Честно говоря, по-настоящему тепло ему не было с тех пор, как Симонетта разомкнула тогда свои объятия. Весь дрожа от холода и усталости, Бернардино тяжело плюхнулся на ближайшую скамью и уронил голову на руки: он испытывал настоящий ужас перед тем, что ему предстояло здесь сделать. И зачем только он на это согласился? Разве он, чувствуя себя совершенно мертвым внутри, сможет оживить это место с помощью кисти? А ведь расписывать ему придется два центральных нефа и бесчисленные боковые часовни! Ответит ли ему кисть, когда он снова возьмет ее в руки, или же его связь с искусством исчезла вместе с утраченной любовью? И где, черт побери, все эти монахини?! Он замерз и устал до потери сознания. Из-за навалившейся на него чудовищной усталости ему хотелось лечь прямо на ледяной каменный пол и уснуть.

Но лечь Бернардино никак не мог. Первым делом — если он намеревается оправдать те деньги, которые ему уже заплатили, — он должен написать портреты своих новых хозяев. Как, собственно, делается всегда. Везде, каким бы святым ни было место, которое он расписывал, его наниматели первым делом настаивали, чтобы прежде всего он запечатлел на стенах именно их лица — прежде Богородицы, прежде святых, прежде самого Иисуса Христа! Вот и сегодня он заранее прихватил с собой уголь и мелки, мерные палки и крепежные веревки, поскольку сразу же намеревался приступить к портрету Алессандро Бентивольо, одного из самых знатных представителей миланской аристократии и отца его друга Ансельмо.
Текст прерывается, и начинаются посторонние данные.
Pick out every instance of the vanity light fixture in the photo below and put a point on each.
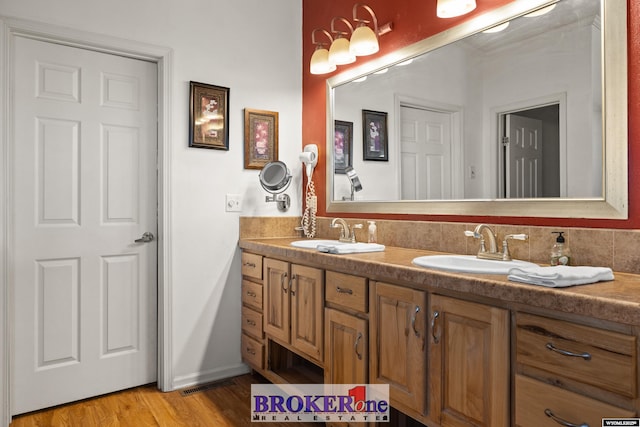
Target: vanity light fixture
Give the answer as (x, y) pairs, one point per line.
(320, 63)
(363, 41)
(339, 52)
(452, 8)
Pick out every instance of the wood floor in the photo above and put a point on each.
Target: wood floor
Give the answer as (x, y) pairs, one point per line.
(227, 403)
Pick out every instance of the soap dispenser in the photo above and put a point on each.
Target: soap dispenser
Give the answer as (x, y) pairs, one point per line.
(560, 254)
(372, 232)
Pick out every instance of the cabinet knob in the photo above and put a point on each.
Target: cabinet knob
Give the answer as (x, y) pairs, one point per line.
(344, 290)
(413, 321)
(549, 413)
(436, 337)
(585, 355)
(355, 346)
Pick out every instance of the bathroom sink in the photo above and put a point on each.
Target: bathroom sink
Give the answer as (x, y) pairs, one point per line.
(469, 264)
(313, 243)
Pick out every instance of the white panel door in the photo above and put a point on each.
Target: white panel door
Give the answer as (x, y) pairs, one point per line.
(84, 189)
(426, 160)
(524, 157)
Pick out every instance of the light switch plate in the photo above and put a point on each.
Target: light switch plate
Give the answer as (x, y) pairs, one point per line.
(233, 203)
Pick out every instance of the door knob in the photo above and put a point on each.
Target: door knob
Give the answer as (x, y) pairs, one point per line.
(146, 237)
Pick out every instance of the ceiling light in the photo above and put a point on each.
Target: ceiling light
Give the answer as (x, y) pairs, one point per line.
(452, 8)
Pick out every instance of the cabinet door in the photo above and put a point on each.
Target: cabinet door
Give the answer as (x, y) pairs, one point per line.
(347, 352)
(469, 365)
(307, 304)
(397, 346)
(276, 299)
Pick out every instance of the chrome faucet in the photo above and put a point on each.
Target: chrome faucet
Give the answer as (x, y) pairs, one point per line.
(347, 234)
(493, 253)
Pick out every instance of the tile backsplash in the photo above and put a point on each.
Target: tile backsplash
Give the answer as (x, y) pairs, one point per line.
(618, 249)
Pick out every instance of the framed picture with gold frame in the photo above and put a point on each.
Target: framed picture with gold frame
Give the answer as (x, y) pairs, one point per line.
(260, 138)
(208, 116)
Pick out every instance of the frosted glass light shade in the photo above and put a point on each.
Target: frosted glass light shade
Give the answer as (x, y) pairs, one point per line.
(364, 41)
(339, 52)
(452, 8)
(319, 63)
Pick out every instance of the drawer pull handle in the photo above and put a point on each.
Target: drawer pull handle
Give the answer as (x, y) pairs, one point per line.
(549, 413)
(413, 321)
(293, 292)
(344, 290)
(585, 356)
(436, 338)
(355, 346)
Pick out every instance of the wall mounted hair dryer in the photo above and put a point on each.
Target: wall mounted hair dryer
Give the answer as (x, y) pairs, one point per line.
(310, 158)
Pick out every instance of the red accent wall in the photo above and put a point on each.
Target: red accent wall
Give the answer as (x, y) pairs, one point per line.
(415, 20)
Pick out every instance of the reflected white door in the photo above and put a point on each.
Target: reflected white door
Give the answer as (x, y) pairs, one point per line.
(426, 148)
(523, 168)
(84, 189)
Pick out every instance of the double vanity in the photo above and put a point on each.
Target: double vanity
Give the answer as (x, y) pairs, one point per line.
(456, 348)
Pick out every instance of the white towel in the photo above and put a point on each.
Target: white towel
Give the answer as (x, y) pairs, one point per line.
(560, 275)
(351, 248)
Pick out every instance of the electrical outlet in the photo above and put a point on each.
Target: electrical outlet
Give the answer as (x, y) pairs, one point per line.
(233, 203)
(472, 172)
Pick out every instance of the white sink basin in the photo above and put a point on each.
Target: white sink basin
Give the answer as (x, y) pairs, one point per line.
(313, 244)
(469, 264)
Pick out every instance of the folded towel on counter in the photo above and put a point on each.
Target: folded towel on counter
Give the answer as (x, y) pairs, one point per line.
(560, 275)
(351, 248)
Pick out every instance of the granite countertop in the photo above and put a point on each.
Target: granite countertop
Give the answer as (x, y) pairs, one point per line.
(616, 301)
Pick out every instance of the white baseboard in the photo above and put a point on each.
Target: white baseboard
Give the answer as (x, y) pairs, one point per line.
(209, 376)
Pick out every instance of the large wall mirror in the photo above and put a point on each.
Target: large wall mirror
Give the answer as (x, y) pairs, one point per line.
(530, 120)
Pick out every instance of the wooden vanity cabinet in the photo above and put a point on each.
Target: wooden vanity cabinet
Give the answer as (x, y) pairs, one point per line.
(346, 331)
(252, 339)
(293, 306)
(398, 345)
(572, 372)
(469, 363)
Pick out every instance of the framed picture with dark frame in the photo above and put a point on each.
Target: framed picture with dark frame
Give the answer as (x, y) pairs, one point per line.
(375, 136)
(260, 138)
(208, 116)
(342, 146)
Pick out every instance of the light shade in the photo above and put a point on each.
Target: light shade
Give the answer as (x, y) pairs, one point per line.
(339, 52)
(364, 41)
(452, 8)
(319, 63)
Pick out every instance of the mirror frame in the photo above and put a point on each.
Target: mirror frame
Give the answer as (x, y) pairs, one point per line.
(614, 202)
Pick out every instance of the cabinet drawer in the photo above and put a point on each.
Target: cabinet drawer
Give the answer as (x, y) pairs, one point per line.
(536, 401)
(252, 265)
(598, 357)
(252, 322)
(347, 290)
(252, 294)
(252, 352)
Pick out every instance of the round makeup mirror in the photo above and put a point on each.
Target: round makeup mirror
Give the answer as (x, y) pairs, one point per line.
(275, 178)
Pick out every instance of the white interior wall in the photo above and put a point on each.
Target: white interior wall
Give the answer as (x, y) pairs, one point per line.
(254, 48)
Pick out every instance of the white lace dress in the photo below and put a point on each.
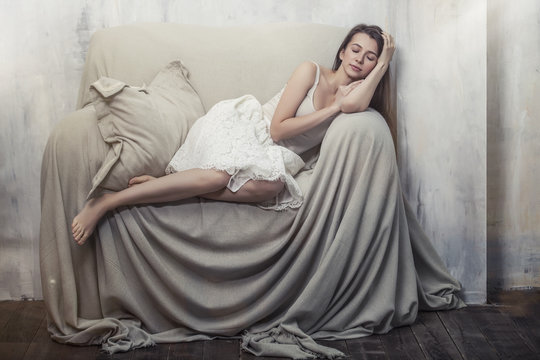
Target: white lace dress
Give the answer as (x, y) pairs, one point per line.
(234, 136)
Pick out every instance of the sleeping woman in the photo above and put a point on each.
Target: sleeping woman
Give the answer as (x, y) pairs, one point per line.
(241, 151)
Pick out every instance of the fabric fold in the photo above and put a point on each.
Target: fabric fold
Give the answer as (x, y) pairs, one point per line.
(350, 262)
(286, 341)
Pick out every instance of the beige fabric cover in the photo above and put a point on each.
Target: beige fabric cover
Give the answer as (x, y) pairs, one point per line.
(352, 261)
(144, 125)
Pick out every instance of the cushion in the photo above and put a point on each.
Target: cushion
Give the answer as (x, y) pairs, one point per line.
(144, 126)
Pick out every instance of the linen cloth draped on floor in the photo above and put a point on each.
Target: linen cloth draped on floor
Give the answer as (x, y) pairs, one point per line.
(352, 261)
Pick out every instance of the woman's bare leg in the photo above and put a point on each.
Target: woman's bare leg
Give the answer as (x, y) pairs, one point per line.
(177, 186)
(251, 192)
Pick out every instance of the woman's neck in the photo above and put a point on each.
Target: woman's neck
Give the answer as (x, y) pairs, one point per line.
(338, 78)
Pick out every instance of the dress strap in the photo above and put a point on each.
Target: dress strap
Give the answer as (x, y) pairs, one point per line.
(315, 83)
(317, 75)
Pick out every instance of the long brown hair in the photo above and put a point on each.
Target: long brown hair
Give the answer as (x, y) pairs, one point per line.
(382, 99)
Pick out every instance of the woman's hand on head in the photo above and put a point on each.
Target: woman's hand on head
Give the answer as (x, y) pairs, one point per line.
(388, 49)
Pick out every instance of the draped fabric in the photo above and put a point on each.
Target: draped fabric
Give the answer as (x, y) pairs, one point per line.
(350, 262)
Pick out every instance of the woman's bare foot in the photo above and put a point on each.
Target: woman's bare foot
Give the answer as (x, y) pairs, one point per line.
(84, 223)
(140, 179)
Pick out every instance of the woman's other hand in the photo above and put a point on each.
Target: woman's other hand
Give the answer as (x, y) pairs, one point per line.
(388, 49)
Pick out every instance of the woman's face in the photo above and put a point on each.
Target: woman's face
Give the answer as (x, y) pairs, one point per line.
(360, 56)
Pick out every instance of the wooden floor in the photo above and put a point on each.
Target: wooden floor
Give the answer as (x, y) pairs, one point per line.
(507, 329)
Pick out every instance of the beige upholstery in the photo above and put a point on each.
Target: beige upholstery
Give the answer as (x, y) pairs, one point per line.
(220, 66)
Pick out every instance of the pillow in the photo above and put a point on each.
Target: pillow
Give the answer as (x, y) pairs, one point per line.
(144, 126)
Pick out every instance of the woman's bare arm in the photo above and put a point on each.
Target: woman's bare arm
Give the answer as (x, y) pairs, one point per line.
(284, 123)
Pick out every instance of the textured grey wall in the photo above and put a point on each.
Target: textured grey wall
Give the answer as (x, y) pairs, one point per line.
(441, 88)
(513, 144)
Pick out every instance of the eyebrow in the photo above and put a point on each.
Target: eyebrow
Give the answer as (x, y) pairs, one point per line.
(374, 53)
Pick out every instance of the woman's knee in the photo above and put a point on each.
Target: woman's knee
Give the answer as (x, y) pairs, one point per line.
(264, 190)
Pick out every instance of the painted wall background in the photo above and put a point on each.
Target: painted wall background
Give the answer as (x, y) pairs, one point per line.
(513, 193)
(441, 101)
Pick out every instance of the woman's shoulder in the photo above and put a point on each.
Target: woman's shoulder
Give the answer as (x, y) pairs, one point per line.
(305, 73)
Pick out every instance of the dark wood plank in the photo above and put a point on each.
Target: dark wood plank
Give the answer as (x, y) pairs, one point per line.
(527, 323)
(401, 344)
(186, 351)
(221, 349)
(157, 352)
(502, 333)
(369, 347)
(433, 338)
(522, 307)
(21, 328)
(43, 347)
(467, 335)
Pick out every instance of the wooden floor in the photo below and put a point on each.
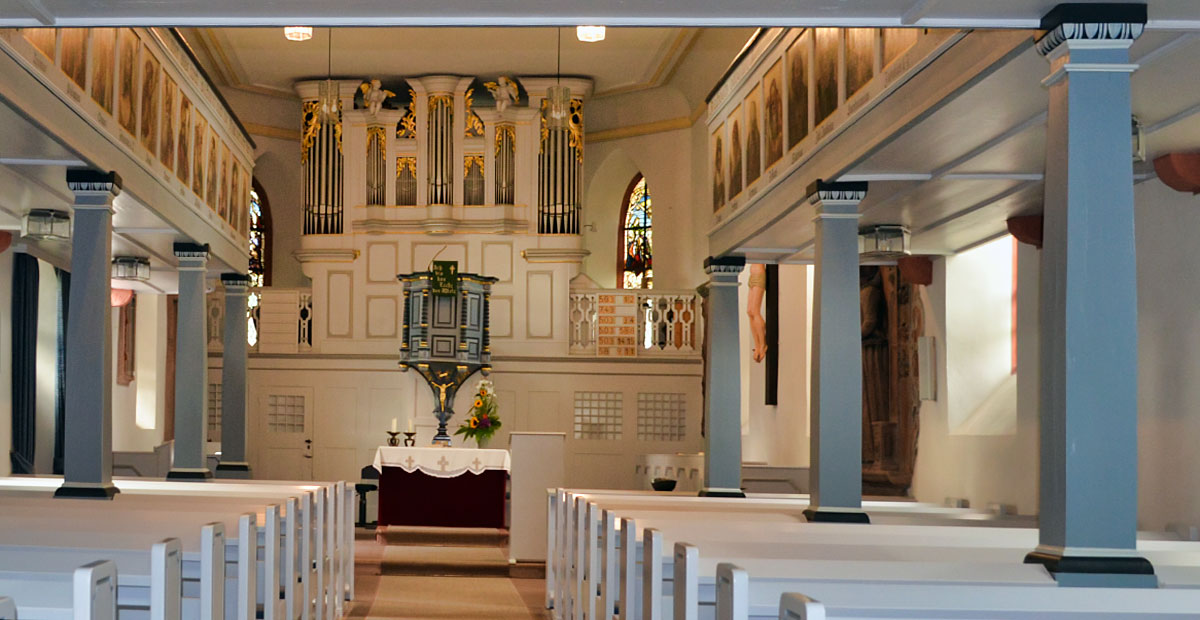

Сегодня утром Луини уже встречался с синьором Бентивольо, почти сразу после того, как въехал в город. Художник прекрасно понимал, что первым делом обязан принести дань уважения своему нанимателю и покровителю, а уж потом идти на поклон к настоятельнице монастыря. Войдя в роскошный дворец этого знатного синьора, расположенный в Борго-делла-Порта-Коменсе, и миновав несколько огромных мраморных залов, Бернардино был принят человеком, который просто поразил его своим тихим благородством. Вот это уж точно благодатная натура для художника! Синьор Бентивольо был уже немолод, но черты лица имел четкие, сильные, а борода и волосы у него были черны, как у мавра. Бернардино ожидал увидеть человека куда более светского, даже щеголя, мота, который попусту растрачивает слова и собственное богатство, попутно населяя Ломбардию бастардами вроде Ансельмо. Но постепенно, делая наброски портрета, он начал догадываться о причинах удивительной серьезности и сдержанности этого знатного придворного, особенно когда синьор Алессандро заговорил о той, чей портрет предстояло написать во вторую очередь: о своей жене. Ипполита Сфорца Бентивольо, попечительница ордена бенедиктинок в Сан-Маурицио, — любовь всей его жизни, так что ее портрет должен быть ничуть не меньше портрета самого Алессандро.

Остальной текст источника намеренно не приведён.